Hm. I think I came up with 8-10 examples previously. How many are needed to be "a lot"? I 
guess it is all what you are used to. That seems like a lot to me. What other books are 
you comparing it to?
 
>I could walk down a street of any city today and spot more androgynity than this lot.
 
Oh you are comparing to the real world. Well, I'd say your statement depends on which street, 
or which bar you happen to be doing your spotting. As I said, it is all what you are used to. 
But you are just arguing to argue here. It wouldn't be Gerry if there weren't a sneering line 
tossed in there somewhere ;- ).
 
 
>Where is the evidence for a Dionysus-like demiurge anyway?
 
Not where you can see it, obviously. But you have denied there is any mythological gnostic basis 
to the mysteries in Wolfe's work so this is not surprising.
 
 
>Presumably every cosmic cycle was created by the same entity, including that of Urth and our 
>own if it is different.  This entity is known on Urth as the Increate or the Pancreator.  No special 
>characteristics are ascribed to him; in particular there is no suggestion in the text of androgyny.
 
Unless you know where to look.
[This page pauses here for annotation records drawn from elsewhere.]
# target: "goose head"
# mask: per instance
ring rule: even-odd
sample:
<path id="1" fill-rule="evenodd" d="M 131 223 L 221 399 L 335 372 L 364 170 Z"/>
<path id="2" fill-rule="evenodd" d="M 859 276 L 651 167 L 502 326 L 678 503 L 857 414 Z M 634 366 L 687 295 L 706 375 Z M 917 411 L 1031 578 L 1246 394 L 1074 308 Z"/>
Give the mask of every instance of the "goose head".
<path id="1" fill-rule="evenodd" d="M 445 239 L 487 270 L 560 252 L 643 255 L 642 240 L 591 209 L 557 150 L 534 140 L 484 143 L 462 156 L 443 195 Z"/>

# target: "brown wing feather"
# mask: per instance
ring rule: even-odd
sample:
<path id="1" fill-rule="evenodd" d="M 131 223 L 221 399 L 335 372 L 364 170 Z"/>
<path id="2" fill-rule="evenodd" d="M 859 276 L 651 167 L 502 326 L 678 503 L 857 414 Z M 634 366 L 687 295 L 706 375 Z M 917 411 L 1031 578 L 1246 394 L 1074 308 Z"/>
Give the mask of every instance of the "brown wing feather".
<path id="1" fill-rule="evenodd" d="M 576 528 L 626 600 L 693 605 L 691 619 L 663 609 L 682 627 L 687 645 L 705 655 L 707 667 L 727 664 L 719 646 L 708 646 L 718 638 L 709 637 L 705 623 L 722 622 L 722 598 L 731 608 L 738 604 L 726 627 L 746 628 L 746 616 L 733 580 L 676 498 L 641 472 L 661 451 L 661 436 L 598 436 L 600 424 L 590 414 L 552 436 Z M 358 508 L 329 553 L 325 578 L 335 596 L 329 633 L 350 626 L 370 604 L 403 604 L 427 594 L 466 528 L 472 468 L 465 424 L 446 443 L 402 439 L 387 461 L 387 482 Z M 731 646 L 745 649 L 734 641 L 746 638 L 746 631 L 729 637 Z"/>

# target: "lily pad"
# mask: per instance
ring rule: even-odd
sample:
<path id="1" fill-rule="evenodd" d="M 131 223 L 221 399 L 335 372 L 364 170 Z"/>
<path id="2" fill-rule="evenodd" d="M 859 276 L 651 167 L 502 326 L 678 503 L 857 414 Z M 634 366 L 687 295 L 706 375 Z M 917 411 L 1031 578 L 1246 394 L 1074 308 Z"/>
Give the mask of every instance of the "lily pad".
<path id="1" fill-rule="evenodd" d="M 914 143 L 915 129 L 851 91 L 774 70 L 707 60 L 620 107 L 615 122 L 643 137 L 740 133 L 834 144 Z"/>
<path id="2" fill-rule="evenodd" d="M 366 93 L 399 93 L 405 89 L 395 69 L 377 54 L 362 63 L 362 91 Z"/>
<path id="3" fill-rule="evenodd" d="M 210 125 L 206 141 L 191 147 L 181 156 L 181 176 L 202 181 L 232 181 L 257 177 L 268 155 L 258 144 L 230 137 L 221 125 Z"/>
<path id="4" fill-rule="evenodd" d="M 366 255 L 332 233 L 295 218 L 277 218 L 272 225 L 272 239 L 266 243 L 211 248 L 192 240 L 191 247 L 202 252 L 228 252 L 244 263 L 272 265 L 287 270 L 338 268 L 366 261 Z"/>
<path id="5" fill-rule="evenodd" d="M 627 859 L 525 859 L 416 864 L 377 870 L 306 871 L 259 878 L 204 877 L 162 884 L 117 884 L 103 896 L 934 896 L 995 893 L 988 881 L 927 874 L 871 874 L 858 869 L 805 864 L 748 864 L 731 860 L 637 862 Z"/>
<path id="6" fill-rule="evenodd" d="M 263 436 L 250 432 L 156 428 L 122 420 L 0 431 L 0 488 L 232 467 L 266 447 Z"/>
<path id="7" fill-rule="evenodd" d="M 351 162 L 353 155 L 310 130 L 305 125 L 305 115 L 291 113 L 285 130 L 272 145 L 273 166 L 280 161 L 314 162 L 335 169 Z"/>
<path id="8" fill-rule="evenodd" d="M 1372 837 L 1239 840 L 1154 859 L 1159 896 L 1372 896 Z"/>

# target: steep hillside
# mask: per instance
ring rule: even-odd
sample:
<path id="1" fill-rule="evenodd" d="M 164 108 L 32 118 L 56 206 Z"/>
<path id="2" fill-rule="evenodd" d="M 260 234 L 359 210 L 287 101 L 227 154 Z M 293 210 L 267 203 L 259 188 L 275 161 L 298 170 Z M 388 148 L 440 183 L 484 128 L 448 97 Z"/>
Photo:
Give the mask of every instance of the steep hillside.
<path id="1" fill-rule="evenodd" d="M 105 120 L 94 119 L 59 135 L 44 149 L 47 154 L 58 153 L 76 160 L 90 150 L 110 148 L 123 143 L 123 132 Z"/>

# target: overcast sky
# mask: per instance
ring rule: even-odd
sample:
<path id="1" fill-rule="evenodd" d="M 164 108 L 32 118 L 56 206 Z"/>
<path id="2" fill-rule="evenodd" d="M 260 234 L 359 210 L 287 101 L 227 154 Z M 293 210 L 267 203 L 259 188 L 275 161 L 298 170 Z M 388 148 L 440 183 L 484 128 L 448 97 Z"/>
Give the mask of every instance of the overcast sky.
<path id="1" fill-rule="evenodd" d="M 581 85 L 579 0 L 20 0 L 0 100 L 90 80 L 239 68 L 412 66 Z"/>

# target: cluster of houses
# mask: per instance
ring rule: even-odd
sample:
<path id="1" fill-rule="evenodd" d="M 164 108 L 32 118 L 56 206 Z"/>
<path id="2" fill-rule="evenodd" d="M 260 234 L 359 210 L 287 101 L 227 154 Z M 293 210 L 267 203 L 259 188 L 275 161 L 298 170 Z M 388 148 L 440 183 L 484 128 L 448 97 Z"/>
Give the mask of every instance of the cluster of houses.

You may think of God as an incorporeal, distant being who never 
gets personally involved in human affairs but not everyone does and in the mythological past almost
everyone assumed there were godly appearances on earth in human form. I think this happens in BotNS.
 
>It's also suggested that Ah Lah is an alternative name for the Outsider.  It can hardly be doubted 
>that Increate and Pancreator are also alternate names.
 
Correct. However the name "Jahweh" or even "God" is suspiciously absent. Present is the suggestion that 
The Outsider is the God of Wine, Son of Thyone. Can't get a more direct reference to Dionysus than that. 
And you correctly deduce that he and the Pancreator are one and the same. I'm not so sure about the 
Increate who was "not created". But Pancreator and demiurge are synonymous enough for me. 
 
Using these terms independently as though the Increate and Pancreator might not be the same being suggests 
to me that BotNS is set in a gnostic universe. In such a place, the true spiritual God and the pancreator 
of all the material substance we see are not the same thing.
 
Moreover, we find Dionysian associations, androgyny, witches, snakes, bull, green man etc. in BotNS. If 
you don't see any transubstantial meaning to them, it is fine to restrict one's self to the plowman's 
interpretation. It is a crackling good story read at face value. Who cares if there are a few stupid 
dreams and stories with mythological symbolism. We can ignore them, as we can ignore our own dreams.
 
>Finally, why link Dionysus to the concept of a demiurge?  Are they classically identified?  
 
Yes, they are. You can Google "Dionysus" and "demiurge" and "Plato" and "Zoroastrianism" and "Great God Pan" 
and "The Green Man" and "Nietzsche" etc. as easily as I have done. It is just a matter of wanting to.
 
>Is the universe of Urth especially Dionysian in aspect?  I don't see anything especially Dionysian about 
>it at all.
 
That's because you are not trying very hard to see it from that perspective. In fact, you are trying very 
hard not to see it. Such efforts do not go unrewarded. If you were more easy-going you'd just ignore it.
But the effort is noted.
 
Anyway, you have apparently missed a substantial number of posts in the past few months identifying not only 
the Dionysian aspects of BotNS but also the Apollonian counterparts. Very interesting philosophical and 
literary concepts these Apollonian and Dionysian themes. You should check them out. (in fact, Gerry, you
personally would seem to lean very heavily toward one side of this spectrum; guess which one).